The Tariff Act does not define the term “article,” so the court looked at various dictionary definitions, as well as other sections of the Tariff Act, and concluded that intangibles such as digital data are not “articles” that are within the ITC’s authority to block. The court also noted that Congress has debated various updates to the relevant sections of the Tariff Act in recent years, but it has not implemented any changes that would update the Act to expressly include digital data within the ITC’s authority.

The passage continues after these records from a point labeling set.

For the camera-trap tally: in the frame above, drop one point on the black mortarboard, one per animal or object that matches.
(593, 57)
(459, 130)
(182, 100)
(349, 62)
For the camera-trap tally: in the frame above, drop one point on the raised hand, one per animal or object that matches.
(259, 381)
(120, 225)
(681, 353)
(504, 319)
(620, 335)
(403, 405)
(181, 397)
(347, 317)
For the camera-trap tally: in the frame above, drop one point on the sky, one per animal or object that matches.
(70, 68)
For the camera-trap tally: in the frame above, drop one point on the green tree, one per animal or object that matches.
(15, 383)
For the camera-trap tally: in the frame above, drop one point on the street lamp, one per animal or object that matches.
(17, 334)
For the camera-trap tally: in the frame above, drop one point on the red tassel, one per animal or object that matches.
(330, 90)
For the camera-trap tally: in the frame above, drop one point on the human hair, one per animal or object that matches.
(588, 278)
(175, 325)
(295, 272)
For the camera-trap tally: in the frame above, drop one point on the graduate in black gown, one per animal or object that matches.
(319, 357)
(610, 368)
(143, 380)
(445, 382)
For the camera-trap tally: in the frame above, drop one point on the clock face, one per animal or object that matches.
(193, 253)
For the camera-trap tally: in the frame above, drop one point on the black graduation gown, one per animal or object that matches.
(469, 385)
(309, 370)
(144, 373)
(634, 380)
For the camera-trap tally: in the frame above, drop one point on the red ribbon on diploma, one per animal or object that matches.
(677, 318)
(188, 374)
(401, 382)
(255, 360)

The ITC has requested an extension of time (through January 27) to request an en banc rehearing of the decision. It is widely expected that the ITC will file the rehearing petition.

The ClearCorrect decision followed another Federal decision (Suprema v. International Trade Comm’n) that expanded the ITC’s authority to block importation of devices (e.g., fingerprint scanners) that are not infringing upon entry into the U.S., but which do infringe after certain software is loaded on the devices. Some may view the Suprema and ClearCorrect decisions to be at odds with each other. If the Federal Circuit revises the ClearCorrect decision in a rehearing, the result could create a significant roadblock for importers of products, software and data sets that infringe U.S. intellectual property rights.